Sleep and Poetry
WHAT is more gentle than a wind in summer?
What is more soothing than the pretty hummer
That stays one moment in an open flower,
And buzzes cheerily from bower to bower?
What is more tranquil than a musk-rose blowing
In a green island, far from all men’s knowing?
More healthful than the leafiness of dales?
More secret than a nest of nightingales?
More serene than Cordelia’s countenance?
More full of visions than a high romance?
What, but thee Sleep? Soft closer of our eyes!
Low murmurer of tender lullabies!
Light hoverer around our happy pillows!
Wreather of poppy buds, and weeping willows!
Silent entangler of a beauty’s tresses!
Most happy listener! when the morning blesses
Thee for enlivening all the cheerful eyes
That glance so brightly at the new sun-rise.
"Sleep and Poetry" (1816) is a poem by the English Romantic poet John Keats. It was started late one evening while staying the night at Leigh Hunt's cottage. It is often cited as a clear example of Keats's bower-centric poetry, yet it contains lines that make such a simplistic reading problematic, such as: "First the realm I'll pass/Of Flora, and old Pan ... I must pass them for a nobler life,/Where I may find the agonies, the strife /Of human hearts" (101-102; 123-125).

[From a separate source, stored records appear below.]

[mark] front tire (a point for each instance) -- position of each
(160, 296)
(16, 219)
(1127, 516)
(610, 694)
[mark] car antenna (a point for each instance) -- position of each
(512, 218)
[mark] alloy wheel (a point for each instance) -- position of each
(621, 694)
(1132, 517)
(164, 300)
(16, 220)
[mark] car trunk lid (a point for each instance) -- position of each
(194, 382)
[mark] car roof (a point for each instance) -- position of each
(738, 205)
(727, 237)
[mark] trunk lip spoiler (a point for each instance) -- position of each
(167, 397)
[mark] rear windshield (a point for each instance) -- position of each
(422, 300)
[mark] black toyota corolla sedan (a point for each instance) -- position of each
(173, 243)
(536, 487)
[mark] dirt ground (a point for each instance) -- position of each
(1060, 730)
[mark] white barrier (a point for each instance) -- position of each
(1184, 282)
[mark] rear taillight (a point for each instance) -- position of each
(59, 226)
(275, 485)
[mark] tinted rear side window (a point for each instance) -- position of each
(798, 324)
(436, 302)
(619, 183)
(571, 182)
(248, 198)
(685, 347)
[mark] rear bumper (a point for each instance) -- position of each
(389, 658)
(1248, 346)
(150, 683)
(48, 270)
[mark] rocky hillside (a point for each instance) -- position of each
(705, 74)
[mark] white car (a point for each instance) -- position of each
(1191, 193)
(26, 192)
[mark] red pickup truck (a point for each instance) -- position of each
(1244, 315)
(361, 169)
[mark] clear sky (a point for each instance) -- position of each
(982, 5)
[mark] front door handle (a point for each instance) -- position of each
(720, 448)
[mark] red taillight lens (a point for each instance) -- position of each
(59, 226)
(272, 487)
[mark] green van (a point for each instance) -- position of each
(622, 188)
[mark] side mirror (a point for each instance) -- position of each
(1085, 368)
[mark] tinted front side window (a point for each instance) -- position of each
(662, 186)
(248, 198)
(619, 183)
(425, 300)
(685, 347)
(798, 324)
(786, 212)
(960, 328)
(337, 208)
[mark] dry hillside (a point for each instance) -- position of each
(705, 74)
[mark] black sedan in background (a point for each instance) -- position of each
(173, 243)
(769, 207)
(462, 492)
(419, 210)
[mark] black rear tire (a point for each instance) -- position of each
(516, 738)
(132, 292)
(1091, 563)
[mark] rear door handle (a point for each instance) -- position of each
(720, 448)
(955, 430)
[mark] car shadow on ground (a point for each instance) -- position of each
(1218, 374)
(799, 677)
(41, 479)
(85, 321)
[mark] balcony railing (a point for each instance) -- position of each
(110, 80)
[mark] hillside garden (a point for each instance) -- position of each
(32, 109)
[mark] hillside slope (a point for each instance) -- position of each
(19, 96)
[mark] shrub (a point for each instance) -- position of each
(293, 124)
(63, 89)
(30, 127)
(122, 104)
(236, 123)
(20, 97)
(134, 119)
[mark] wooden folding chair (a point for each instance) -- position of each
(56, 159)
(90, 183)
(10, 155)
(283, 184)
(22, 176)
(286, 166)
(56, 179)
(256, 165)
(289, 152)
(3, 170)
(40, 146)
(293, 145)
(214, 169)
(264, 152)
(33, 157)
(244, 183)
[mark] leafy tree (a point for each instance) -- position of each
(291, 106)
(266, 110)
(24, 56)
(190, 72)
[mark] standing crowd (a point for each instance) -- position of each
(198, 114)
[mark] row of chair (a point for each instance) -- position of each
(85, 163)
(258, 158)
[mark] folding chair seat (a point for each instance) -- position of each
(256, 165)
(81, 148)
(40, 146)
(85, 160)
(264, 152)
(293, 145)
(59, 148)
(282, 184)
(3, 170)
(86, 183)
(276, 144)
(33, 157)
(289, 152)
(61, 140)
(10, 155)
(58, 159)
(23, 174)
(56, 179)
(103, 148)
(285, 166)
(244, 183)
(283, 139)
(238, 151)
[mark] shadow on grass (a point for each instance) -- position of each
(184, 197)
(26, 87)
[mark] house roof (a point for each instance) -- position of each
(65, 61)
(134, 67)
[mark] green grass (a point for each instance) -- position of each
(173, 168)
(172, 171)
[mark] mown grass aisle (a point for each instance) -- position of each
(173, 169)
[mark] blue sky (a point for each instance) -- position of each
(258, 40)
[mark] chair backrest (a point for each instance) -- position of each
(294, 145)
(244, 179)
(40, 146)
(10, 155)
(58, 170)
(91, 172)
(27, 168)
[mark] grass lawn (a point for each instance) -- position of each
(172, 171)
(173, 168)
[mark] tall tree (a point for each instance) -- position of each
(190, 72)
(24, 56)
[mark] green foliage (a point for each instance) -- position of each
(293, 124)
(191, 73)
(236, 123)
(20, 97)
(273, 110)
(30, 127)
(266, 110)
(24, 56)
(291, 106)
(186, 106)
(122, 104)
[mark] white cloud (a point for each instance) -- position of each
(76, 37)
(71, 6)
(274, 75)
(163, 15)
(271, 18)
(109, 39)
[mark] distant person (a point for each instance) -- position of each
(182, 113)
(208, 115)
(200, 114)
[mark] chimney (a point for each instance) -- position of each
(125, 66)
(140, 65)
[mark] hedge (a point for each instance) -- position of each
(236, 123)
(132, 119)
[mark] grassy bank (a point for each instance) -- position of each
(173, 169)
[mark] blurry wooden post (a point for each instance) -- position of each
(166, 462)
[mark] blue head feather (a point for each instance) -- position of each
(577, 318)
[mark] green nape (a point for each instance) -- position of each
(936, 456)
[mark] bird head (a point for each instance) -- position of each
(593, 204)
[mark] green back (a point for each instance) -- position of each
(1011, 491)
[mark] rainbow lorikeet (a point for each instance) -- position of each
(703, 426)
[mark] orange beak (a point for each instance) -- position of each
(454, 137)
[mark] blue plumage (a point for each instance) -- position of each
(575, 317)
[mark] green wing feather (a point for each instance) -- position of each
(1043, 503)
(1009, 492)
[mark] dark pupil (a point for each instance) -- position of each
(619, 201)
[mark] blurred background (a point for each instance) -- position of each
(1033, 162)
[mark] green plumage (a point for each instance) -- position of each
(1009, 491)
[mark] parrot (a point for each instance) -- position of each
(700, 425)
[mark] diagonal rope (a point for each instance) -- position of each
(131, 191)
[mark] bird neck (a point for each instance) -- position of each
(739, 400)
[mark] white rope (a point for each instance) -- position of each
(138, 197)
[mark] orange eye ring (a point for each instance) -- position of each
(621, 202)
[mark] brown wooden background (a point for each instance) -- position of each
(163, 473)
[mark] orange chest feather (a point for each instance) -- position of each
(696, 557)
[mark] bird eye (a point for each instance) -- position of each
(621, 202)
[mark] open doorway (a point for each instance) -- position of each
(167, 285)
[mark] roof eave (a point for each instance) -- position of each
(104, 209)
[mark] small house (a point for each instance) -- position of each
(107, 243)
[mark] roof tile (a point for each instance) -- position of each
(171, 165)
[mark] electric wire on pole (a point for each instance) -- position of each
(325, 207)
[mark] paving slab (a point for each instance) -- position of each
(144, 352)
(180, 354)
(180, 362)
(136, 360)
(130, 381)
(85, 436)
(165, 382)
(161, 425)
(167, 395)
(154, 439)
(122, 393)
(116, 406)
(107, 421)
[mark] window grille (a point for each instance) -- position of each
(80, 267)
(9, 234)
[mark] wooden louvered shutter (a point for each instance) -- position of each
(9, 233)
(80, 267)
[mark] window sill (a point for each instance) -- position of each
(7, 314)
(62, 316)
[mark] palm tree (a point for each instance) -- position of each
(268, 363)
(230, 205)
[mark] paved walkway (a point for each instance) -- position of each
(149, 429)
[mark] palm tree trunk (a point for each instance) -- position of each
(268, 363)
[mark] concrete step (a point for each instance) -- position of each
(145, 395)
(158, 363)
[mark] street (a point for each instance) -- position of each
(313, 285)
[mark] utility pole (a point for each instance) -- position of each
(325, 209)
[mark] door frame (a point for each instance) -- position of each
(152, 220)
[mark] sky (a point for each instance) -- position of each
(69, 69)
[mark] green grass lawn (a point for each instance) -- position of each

Furthermore, Keats defends his early "bower-centric" subject matter, which hearkens back to the classical poetic tradition of Homer and Virgil. Keats mounts an attack against Alexander Pope and many of his own fellow Romantic poets by downplaying their poetic departures into the imaginary: "with a puling infant's force/They sway'd about upon a rocking horse,/And thought it Pegasus. Ah dismal soul'd!" (185-7). Although written in simplistic rhyming couplets, the gradual turn towards inwardness serves as an important anticipation for Keats's later poetry.